太陽の眩しさに目が眩みそうになりながら山田の元へと戻ろうとした二人の耳に、今度は彼女の祖父母の慌てたような大声が聞こえてきた。
「乙美ちゃんっ……乙美ちゃん!」
「一体なしたっていうんだ! 乙美ちゃん、目を開けて!」
「どいてくれ……!」
「何なの貴方たちっ! 乙美ちゃんに触らな……」
「いいからどけ! 手遅れになるぞ!」
地面に倒れている山田の体を祖父母からもぎ取るようにして奪った潮は、彼女の状態をまじまじと観察する。
「潮さん、山田さんから強い残穢の気配を感じます」
「わかってる」
蒼白な顔で目を瞑っている彼女の呼吸は、ひどく弱い。このままでは衰弱死する可能性が高かった。
「彼女は急に倒れたのか?」
「え……」
「早く答えろ」
詰問じみた問いに狼狽している二人を見かねたのか、汐緒が声をかける。
「緊急を要するんです。お孫さん助けるためにも協力してください。……大丈夫です、悪いようにはしません。絶対助けますから」
柔らかい汐緒の声に、二人の肩からふっと力が抜けた。よく通る甘めの声は、人を落ち着かせる効果があるようだ。
「さっきチャイムが鳴った時に、急に見なきゃ見なきゃって携帯を見だして、そしたら急に倒れてしまったのよ」
「熱中症かと思ったんだが、あんまし様子がおかしくて」
「携帯……小説か!」
そういえば十七時に更新すると彼女が言っていたのを思い出して、慌てて近くに落ちていたそれを拾う。丁度更新ページがそのままになっていたので目を通す。

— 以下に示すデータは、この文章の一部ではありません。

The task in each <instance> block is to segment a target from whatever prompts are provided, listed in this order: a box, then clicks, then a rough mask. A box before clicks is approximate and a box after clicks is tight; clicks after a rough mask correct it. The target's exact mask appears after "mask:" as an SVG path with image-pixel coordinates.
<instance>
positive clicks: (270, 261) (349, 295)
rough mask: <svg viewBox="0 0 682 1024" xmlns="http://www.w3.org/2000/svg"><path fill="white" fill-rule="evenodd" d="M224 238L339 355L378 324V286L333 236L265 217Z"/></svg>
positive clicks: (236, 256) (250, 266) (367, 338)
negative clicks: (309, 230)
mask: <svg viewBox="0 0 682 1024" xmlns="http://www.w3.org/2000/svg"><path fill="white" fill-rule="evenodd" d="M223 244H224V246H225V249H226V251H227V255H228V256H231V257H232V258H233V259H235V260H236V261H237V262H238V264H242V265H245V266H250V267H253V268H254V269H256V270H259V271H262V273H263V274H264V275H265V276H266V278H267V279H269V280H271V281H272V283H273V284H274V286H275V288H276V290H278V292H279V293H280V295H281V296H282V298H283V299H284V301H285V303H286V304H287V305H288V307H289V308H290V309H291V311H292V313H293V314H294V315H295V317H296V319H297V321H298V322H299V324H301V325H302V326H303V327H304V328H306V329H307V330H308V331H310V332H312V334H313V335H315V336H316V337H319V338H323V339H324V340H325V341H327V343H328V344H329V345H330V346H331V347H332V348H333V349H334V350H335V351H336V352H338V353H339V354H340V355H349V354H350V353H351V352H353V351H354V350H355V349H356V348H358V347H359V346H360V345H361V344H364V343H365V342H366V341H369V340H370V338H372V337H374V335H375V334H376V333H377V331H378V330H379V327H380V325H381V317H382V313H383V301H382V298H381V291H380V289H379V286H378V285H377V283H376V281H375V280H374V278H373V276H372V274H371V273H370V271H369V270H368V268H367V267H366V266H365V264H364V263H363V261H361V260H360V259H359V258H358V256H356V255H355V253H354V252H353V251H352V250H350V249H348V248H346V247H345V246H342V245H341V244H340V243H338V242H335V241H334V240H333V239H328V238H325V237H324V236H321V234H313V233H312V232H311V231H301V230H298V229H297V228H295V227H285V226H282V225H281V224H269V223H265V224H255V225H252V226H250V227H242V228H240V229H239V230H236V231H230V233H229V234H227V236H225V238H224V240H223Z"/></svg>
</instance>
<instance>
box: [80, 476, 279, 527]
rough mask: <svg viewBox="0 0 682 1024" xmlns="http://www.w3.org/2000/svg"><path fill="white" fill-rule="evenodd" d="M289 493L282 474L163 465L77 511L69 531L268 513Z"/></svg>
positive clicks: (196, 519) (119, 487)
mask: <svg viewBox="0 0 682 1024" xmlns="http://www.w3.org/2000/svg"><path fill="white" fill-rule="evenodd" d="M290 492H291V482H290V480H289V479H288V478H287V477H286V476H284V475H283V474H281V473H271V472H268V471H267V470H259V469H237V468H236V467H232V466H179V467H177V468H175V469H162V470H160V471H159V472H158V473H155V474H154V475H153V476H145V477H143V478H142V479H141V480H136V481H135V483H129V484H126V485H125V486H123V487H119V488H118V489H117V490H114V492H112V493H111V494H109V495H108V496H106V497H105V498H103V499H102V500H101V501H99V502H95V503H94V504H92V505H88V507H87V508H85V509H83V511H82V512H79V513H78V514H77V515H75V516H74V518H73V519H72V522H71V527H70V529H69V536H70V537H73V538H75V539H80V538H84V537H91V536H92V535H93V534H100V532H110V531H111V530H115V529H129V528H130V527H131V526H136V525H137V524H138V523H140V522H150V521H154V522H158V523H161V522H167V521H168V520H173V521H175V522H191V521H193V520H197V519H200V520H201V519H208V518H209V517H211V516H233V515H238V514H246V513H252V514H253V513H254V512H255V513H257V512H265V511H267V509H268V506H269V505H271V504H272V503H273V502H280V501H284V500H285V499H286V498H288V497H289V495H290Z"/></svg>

【彼女は色白でとても綺麗な人でした。いつも口元には静かに笑みをたたえていて、優しそうな人なんです。……でも、私最近気づいたんです。ずっとあの人は手を振っていたと思っていたんですが、あれは多分、手を振ってるんじゃなくて、手招きしているんじゃないかって。あの人はきっと、私を呼んでいたんです。一緒に来てほしくて、寂しくて、ずっと呼んでいたんです。……だから私、寂しくないようにもっともっと人数を増やそうと思ったんです。私以外にも増えたら、もしかしたら私は行かなくてもすむかもしれないし。……今これを読んでいる人たちの中にも、夢を見るようになった方たちがいますよね? あなたたちはあの人に選ばれました。あなたたちは呪いや都市伝説がどうやって増えていくか知っていますか? 視たり、聞いたりが原因なんですって。昔は人から人へ口伝の形で広がり、今はネットを通して広がる。そう、今私がやっていることと同じですね。伝染するんです、病気みたいに、感染していく……。でも、もしかしたら沢山伝染させたら、広めたら、行かなくてすむかもしれません。ごめんなさい、ありがとう、ごめんなさい。……なんて、全部嘘ですよ。嘘です。
私の話はこれで終わりです。呼んで頂き、ありがとうございました】
悪意を広める呪いが、そこには書かれていた。
そして最後には──
ごめんなさい。
濃密な悪意と穢れがスマートフォンから溢れ出ると同時に、煩いくらいだった蝉の鳴き声がピタリとやんだ。